- Film poster
- Hangul: 3인조
- RR: 3injo
- MR: 3injo
- Directed by: Park Chan-wook
- Written by: Park Chan-wook
- Produced by: Lee Choon-yun
- Starring: Lee Geung-young Kim Min-jong Jeong Seon-kyeong
- Cinematography: Lee Eun-gil
- Edited by: Park Gok-ji
- Music by: Jeon Sang-yoon
- Distributed by: Cine-2000
- Release date: May 24, 1997 (South Korea);
- Running time: 102 minutes
- Country: South Korea
- Language: Korean

= Trio (1997 film) =

Trio (3인조) is the second feature film by South Korean film director Park Chan-wook, released in 1997. Similarly to his debut film, The Moon Is... the Sun's Dream, it has been seen by relatively few people outside of Korea.

==Plot==
Three outsiders are united by a common cause.
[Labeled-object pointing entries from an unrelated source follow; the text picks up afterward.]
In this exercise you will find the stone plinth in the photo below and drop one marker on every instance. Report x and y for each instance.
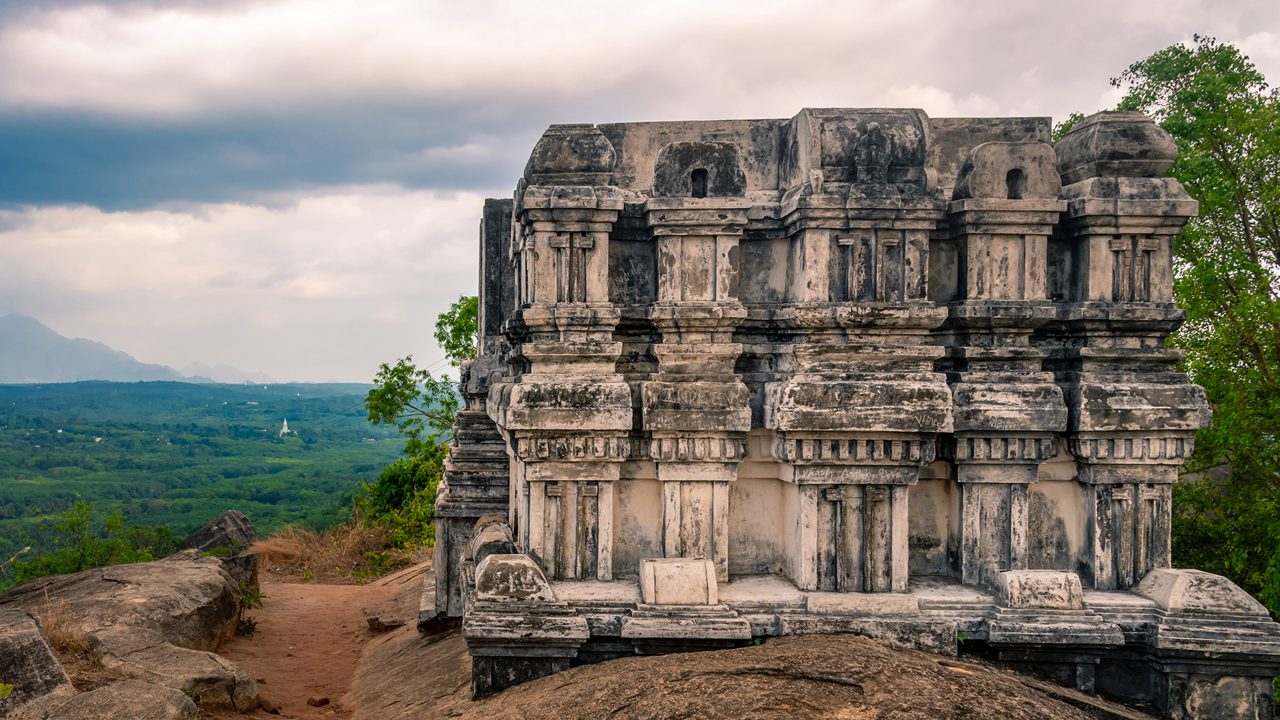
(855, 370)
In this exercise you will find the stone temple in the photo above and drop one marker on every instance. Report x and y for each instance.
(856, 370)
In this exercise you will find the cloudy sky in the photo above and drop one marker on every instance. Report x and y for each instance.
(293, 187)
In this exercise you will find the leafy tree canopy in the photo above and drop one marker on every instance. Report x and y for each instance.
(1219, 109)
(417, 402)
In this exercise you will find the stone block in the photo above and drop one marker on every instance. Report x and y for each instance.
(1111, 144)
(128, 698)
(862, 604)
(1042, 589)
(677, 580)
(1197, 591)
(28, 664)
(493, 537)
(512, 578)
A suicidal saxophonist named Ahn is pushed over the edge after he discovers his wife's infidelity, and decides to rob a bank, aided by a violent man (Moon), and a young woman (Maria), who is looking for her missing child.

==Cast==
- Lee Geung-young as Ahn
- Jeong Seon-kyeong as Maria
- Kim Min-jong as Moon
- Kim Bu-seon as Ahn's wife
- Jang Yong as Captain Choi

==Production==
Park was asked by film producer Dong-gyu Ahn to make a film similar in tone to Léon, a French film written and directed by Luc Besson. Park had never seen the film, but had previously wanted to make a film about a series of armed robberies committed from 1972 to 1974 in South Korea, and chose to use that as a basis. Park was also initially influenced by the works of Abel Ferrara.

However, as time passed, the production company for the film changed, and the film lost its wild and violent conception, becoming closer to a mainstream film. Park took blame for the film's perceived failure, saying, "I regret Trio much more than my first movie."